Tomorrow is National Macaroni and Cheese Day! I love food holidays, the more ridiculous the better. Macaroni and cheese is one of my favorite foods, so this holiday is especially important on my calendar. But let’s celebrate with flair. No box. No plain Jane noodles. Add some spice and some veggies with this MexiMac to have an extra special holiday.
MexiMac (Serves 6-8)
1 box (13.25 ounce) whole wheat macaroni
2 tablespoons butter
1 small onion, diced
1 bell pepper, diced
1 jalapeno, diced small (seeds and membranes removed per preference)
1 clove garlic
2 tablespoons taco seasoning
2 tomatoes, chopped
¼ cup flour
2 ½ cups skim milk
1½-2 cups grated colby jack cheese
2 green onions, chopped small
1. Preheat oven to 350.
2. Bring a large pot of water to boil. Add macaroni and cook until just al dente – the minimum time on the box or even a minute less. Drain.
3. While macaroni cooks, melt butter in a large skillet over medium-high heat. Add onion, bell pepper, and jalapeño to pan. Saute 3-5 minutes, until slightly softened. Add garlic and taco seasoning; cook 1 minute more. Add tomatoes. Cook until softened and most of the liquid is gone.

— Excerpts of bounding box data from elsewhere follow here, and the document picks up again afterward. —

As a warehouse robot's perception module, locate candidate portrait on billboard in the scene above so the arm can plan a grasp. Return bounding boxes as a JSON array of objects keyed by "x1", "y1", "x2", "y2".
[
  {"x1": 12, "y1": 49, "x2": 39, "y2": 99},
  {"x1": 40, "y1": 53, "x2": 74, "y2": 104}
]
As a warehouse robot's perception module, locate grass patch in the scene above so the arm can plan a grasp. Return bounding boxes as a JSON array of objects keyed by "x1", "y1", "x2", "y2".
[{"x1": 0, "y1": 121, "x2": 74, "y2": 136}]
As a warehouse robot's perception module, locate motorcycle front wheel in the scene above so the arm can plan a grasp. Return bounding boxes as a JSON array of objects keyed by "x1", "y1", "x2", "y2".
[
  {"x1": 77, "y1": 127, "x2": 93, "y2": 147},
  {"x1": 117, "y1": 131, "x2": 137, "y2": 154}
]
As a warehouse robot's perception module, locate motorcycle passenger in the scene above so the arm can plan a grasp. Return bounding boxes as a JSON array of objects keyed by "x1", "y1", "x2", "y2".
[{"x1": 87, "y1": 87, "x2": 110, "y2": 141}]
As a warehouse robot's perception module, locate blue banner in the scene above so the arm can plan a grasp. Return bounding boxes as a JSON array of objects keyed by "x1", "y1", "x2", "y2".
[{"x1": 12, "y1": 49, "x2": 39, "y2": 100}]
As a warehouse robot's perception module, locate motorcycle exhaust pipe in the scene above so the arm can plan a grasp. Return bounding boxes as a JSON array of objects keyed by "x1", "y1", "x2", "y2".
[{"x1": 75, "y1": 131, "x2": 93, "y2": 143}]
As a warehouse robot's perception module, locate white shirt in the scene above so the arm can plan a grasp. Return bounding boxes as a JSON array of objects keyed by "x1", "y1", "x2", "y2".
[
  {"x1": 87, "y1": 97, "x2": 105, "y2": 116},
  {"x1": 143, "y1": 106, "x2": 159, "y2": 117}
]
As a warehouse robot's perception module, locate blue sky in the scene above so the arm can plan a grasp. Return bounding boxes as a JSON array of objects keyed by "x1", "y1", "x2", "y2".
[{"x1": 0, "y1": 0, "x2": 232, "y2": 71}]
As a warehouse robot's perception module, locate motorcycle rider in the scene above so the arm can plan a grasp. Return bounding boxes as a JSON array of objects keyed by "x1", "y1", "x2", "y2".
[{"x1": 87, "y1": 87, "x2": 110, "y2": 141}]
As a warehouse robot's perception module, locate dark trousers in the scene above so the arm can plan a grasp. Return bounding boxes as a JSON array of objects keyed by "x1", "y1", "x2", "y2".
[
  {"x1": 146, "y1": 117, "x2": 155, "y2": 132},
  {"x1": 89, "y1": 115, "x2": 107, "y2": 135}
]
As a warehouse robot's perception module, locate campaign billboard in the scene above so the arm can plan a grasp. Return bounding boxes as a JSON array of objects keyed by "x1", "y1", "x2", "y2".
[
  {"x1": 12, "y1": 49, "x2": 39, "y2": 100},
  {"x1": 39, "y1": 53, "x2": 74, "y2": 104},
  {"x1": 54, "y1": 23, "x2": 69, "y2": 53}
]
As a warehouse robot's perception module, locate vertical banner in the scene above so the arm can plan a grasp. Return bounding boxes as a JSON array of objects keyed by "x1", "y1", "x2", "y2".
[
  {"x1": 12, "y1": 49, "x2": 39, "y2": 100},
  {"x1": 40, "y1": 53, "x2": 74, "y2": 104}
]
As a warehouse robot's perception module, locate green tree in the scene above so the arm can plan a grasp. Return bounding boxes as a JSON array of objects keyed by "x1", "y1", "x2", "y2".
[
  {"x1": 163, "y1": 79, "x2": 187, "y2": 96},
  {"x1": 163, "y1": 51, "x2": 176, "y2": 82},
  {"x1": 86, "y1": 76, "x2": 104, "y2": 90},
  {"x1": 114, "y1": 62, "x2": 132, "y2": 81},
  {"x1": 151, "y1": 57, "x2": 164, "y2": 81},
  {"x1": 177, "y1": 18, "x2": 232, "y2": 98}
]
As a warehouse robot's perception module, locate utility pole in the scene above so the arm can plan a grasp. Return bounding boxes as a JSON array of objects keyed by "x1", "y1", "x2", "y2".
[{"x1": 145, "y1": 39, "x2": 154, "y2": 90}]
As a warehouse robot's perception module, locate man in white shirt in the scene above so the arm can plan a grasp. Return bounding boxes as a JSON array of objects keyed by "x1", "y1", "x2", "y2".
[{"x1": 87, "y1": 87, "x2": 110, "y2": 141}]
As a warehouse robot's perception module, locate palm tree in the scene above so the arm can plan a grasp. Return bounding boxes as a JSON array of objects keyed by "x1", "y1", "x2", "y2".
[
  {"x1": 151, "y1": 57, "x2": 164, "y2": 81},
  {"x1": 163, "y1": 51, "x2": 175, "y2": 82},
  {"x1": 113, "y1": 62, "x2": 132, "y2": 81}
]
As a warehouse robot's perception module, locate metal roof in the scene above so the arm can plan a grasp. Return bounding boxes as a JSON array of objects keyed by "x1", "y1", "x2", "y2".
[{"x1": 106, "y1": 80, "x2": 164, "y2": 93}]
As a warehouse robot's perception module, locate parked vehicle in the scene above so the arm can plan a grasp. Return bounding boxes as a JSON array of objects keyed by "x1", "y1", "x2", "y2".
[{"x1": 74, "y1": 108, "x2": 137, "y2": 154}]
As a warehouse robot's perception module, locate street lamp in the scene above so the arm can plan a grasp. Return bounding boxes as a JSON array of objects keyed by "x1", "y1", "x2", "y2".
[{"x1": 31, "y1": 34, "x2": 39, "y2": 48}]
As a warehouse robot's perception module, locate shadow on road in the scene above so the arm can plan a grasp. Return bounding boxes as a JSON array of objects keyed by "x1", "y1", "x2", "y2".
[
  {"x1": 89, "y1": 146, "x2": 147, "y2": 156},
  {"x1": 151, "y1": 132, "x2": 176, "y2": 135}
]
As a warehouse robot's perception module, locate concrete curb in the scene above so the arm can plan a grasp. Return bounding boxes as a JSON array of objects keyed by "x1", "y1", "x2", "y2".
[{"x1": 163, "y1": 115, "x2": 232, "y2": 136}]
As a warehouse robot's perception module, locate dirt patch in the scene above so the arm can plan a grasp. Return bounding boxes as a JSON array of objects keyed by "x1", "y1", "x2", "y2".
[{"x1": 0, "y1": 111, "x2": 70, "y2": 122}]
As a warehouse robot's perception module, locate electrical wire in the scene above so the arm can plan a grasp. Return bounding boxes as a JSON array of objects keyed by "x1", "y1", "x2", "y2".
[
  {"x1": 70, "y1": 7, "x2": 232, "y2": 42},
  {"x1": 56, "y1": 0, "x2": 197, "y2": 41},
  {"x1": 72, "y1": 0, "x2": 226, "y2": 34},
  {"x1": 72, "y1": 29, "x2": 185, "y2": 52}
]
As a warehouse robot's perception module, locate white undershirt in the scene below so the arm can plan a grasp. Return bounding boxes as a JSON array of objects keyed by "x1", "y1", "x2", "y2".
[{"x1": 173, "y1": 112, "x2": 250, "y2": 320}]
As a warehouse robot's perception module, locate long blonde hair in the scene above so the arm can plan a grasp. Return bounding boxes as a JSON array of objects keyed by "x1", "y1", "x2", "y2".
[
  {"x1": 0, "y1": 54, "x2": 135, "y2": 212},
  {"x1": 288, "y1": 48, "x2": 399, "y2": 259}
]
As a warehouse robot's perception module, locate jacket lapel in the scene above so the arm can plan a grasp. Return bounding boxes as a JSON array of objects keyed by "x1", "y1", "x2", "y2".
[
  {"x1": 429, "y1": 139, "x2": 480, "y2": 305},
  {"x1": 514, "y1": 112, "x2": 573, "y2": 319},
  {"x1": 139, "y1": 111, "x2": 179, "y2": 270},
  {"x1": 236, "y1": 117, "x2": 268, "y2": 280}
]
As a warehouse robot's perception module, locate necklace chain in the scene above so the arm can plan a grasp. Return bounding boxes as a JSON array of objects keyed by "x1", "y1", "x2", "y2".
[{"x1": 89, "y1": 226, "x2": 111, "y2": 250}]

4. Add in black pepper and flour. Stir constantly, cooking for 1-2 minutes until just beginning to brown. Whisk/stir in milk, stirring constantly. Cook until sauce thickens, stirring frequently to prevent lumps, about 5 minutes.
5. Remove sauce from heat. Stir in cheese until melted and smooth. Add in drained pasta. Stir until well combined. Pour into a 2 quart baking dish. Sprinkle green onions over the top.
6. Bake for 20-25 minutes, until casserole is bubbling.
Nutritional Information (Amount per serving):
Protein: 21 g
Fat: 14 g
Saturated Fat: 8 g
Cholesterol: 39 mg
Carbohydrates: 63 g
Fiber: 7 g
Sodium: 429 mg
Recipe notes: You could easily add some chicken or pork to this.